How to Deduct the Cost of a Business Party

Parties and other events are a great way to engage and reward employees and customers, and it’s also an opportunity to find tax deductions. The rules keep changing, though, so you’ll want to make sure you understand them – and the documentation you’ll need – in order to stay on the right side of the law.


It’s common for blogs on tax topics to say, “this is not tax advice,” but in this case, it’s particularly appropriate. This topic has been a (relatively) fast-moving target lately, and many blog posts about it are outdated. Tax laws for business-related entertainment and meals changed significantly in 2017 and changed again with some temporary rule modifications in 2020. So, make sure the information you are using (including this blog post) is up to date and that you have discussed it with your accountant.


The good news is that events for employees can be 100% deductible – including entertainment – but there are several boxes to check before that is the case. 

  • Events should be infrequent. The IRS specifically cites holiday parties, annual picnics, and summer outings, but those are just a few examples. You have a fair amount of leeway to fund employee events as long as they are infrequent and meet the rest of the guidelines below.

  • Events can’t be just for the big bosses. The tax breaks in this area are designed to support the rank-and-file, so to speak, rather than the big brass. So, the law requires that the majority of the attendees not:

    • Earn more than $135,000 for 2022 (this usually increases each year)

    • Own at least a ten percent interest in the business

    • Be a member of the family of a 10% owner – and the definition of family is extensive.

  • All employees should be invited.

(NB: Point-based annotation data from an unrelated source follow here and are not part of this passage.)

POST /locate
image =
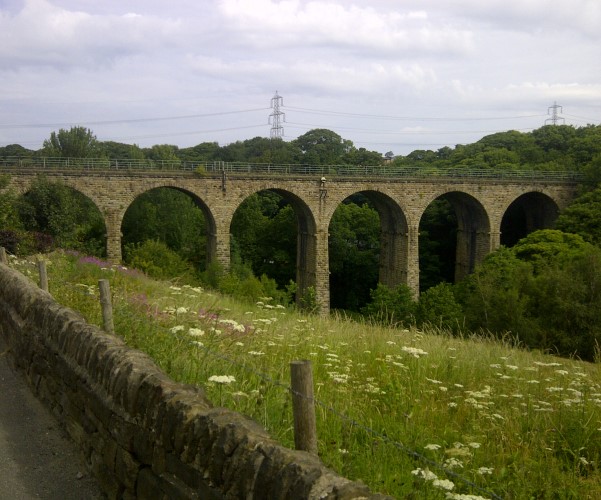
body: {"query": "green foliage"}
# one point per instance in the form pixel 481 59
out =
pixel 437 244
pixel 243 285
pixel 566 301
pixel 354 251
pixel 494 296
pixel 119 150
pixel 15 150
pixel 322 147
pixel 548 246
pixel 437 306
pixel 264 235
pixel 583 216
pixel 391 306
pixel 169 216
pixel 165 152
pixel 68 216
pixel 9 217
pixel 545 291
pixel 516 424
pixel 77 142
pixel 157 260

Most interpretations of the law are that it is discriminatory to invite only certain employees, e.g. a party for the sales department is not a deductible “employee party.”

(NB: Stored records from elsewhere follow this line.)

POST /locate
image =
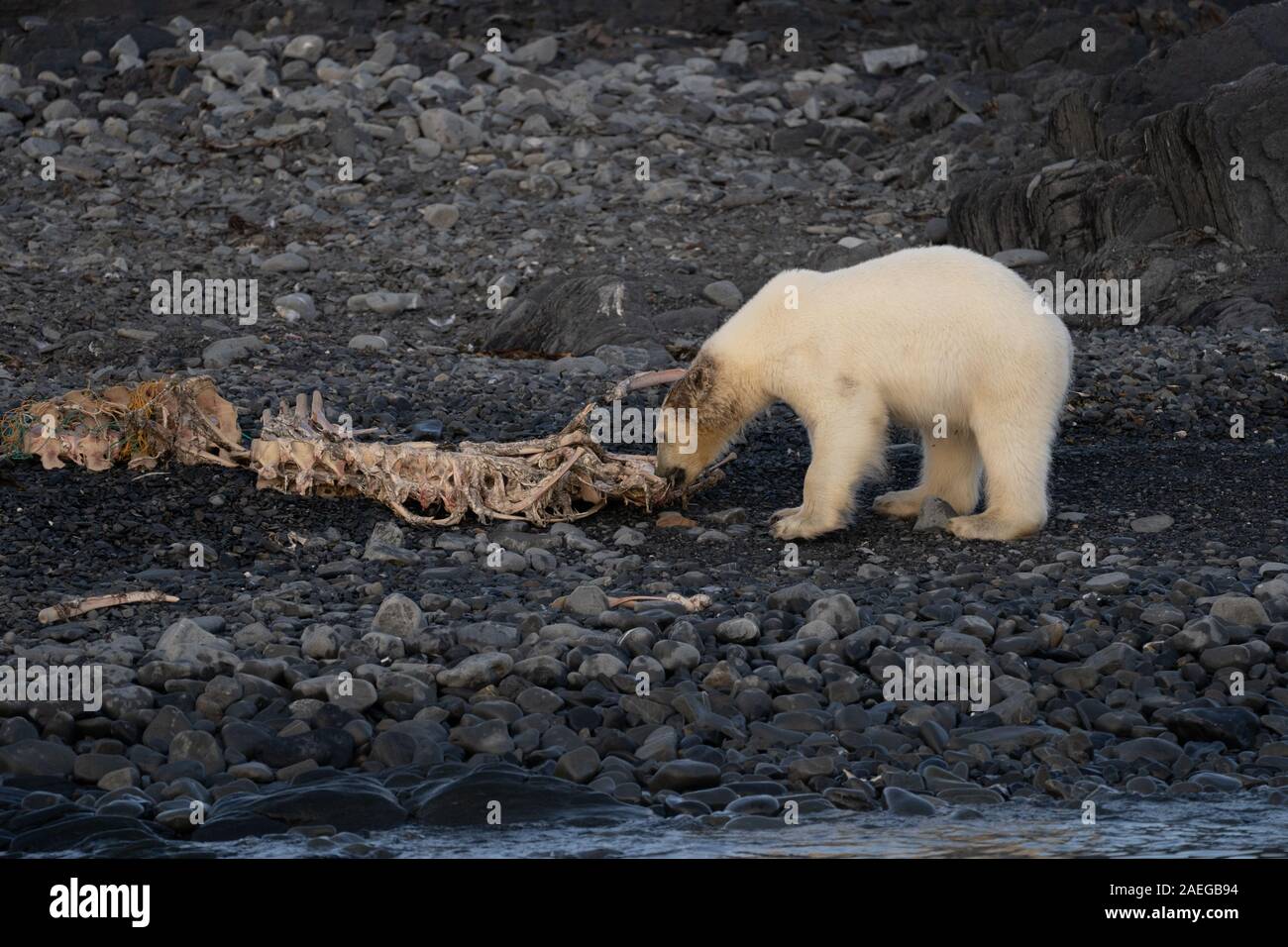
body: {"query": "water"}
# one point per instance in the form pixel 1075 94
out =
pixel 1210 827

  • The event must be for an “ordinary and necessary business purpose.” There are plenty of such reasons to hold employee parties and events – morale building or team building, for example. But for documentation purposes, it’s important to clarify that purpose before holding the event.

If all these conditions are met, then your company party or event should generally be 100% deductible, including entertainment, which ordinarily is no longer a deductible business expense.

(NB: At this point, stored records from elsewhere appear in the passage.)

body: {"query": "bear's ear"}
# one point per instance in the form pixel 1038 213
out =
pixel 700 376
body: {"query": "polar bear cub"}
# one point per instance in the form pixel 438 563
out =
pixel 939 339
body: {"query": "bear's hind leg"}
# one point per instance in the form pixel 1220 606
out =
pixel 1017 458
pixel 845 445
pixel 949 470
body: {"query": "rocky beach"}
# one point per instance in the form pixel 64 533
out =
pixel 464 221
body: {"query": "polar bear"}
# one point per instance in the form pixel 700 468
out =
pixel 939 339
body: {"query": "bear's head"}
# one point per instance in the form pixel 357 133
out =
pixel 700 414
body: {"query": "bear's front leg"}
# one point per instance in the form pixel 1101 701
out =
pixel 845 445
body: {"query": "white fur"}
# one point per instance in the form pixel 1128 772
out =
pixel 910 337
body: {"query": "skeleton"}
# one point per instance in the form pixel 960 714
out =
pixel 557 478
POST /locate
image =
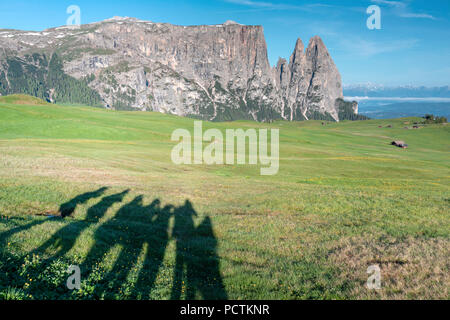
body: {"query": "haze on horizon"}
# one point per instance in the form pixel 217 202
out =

You’ll need to document carefully and extensively though, just to be safe:

  • Document the reason for the event as noted above. Consider sending out invitations that specifically identify it as a business event.

  • Document the attendees. Employees and their spouses and significant others. Children if they were invited. Owners, their families, and highly compensated employees, who – again – should numerically be fewer than “regular” employees and their families.

  • Document the costs (of course). Entertainment, food, drinks, and other costs. Also keep in mind that inexpensive (<$25) are also deductible for employees. 

  • Make a specific category in your Chart of Accounts. To ensure that you don’t mistakenly lump employee event expenses into your general business expenses and lose part of the deduction, add a category such as “100% deductible employee events” to your Chart of Accounts.


For some businesses, it may be appropriate to invite customers or clients to employee events. Things become a little less clear-cut here, so you’ll want to be sure you are up to date on current tax law and talk about it with your accountant, but a good rule of thumb is that you can deduct 50% of the costs for these attendees. If you thought you should be careful with documentation for employees, you’ll want to be even more careful with documentation for clients.


Parties and other events are great opportunities to build camaraderie and a sense of team or family among employees, and to foster goodwill with clients. But the tax rules for such events are strict and require careful planning and navigation to ensure you can claim your deductions with confidence.